Nous avons croisé plusieurs barrages hydro-électriques sur le Drac. Au total il y a 4 grands barrages sur le Drac qui produisent annuellement 1700 GWh : le Sautet, Cordéac, St Pierre-Cognet et Monteynard.
Nous sommes chaque jour un peu plus proche du Mont Aiguille!

En dessous du hameau de Cognet, vers 21 heures, nous avons passé un petit pont romain en face duquel se trouvait une de ces centrales. Peu après nous avons rejoint un hameau de la commune de St Jean d’Hérans. Une longue journée : nous avons pas mal tourné en rond, souvent consulté la carte, démandé aux passants si nous étions sur la bonne route, fait quelques détours et donc perdu pas mal de temps. Nous n’avions plus d’eau, notamment pour Marius, et nous avons entamé la recherche d’un pré où passer la nuit.
Dans le hameau, nous avons demandé  à un monsieur, assis devant sa maison où nous pouvions trouver une fontaine, nous y sommes allés puis il est revenu nous trouver car il s’est rappelé que l’eau n’était pas potable, et nous a proposé de passer la nuit chez lui ! Nous avons trouvé une place pour Marius dans son jardin, c’est toujours un soucis car chez les particuliers, nous craignons chaque fois qu’il ne se régale des arbustes et autres plantes du jardin.
Et nous avons donc passé la soirée avec Gilles. Une soirée très intéressante où nous avons appris pas mal de choses sur la vie de la région, notamment que la centrale hydro-électrique que nous avions croisé avait été construite dans les années 50 (en 1957), et que sa maison avait été construite, avec 13 autres, par EDF, pour les gens qui travaillaient dans la centrale. Ces maisons ont ensuite été abandonnées pendant de nombreuses années avant d’être remises en vente par EDF, restaurées, et elles forment maintenant un nouvel hameau de St Jean d’Hérans.
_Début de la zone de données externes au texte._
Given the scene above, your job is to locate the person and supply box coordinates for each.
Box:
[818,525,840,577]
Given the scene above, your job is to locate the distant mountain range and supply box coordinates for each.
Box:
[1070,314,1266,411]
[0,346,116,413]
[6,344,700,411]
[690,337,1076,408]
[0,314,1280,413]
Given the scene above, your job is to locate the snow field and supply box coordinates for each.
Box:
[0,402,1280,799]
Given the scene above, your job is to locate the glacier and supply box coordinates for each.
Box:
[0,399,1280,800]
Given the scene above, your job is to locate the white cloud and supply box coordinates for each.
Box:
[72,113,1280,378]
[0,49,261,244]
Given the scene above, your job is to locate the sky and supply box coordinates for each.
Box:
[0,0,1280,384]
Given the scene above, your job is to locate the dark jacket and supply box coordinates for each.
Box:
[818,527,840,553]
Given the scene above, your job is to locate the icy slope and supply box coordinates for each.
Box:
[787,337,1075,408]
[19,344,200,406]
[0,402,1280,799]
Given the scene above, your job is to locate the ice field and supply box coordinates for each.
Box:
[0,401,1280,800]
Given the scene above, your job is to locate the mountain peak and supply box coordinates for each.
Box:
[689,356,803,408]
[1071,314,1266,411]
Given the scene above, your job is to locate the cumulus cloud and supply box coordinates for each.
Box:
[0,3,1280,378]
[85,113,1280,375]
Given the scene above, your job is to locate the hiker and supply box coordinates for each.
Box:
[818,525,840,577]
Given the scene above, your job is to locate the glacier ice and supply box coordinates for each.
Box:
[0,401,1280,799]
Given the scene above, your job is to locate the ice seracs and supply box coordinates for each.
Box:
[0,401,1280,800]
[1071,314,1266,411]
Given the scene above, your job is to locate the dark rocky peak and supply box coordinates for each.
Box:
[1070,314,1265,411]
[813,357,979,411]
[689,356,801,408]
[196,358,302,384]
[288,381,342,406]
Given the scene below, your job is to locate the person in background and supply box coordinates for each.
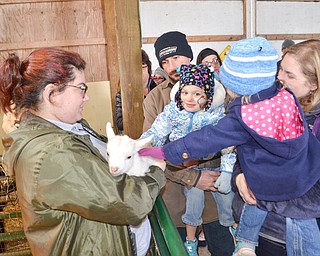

Nous avons également longuement parlé des mines qui ont fait la richesse de la région, dans lesquelles on extrayait l’anthracite. Il nous expliquait que le Senepy était par conséquent truffé de galeries. A tel point que peu avant la fin de leur exploitation, de puissantes machines avaient remplacé les piolets pour leur exploitation et leurs impacts beaucoup plus violents avaient entraîné l’effondrement de 2 maisons (heureusement inhabitées) dans des galeries. Une soirée donc très instructive et très intéressante avec Gilles, qui est aussi très tournés vers l’environnement et l’alimentation saine. 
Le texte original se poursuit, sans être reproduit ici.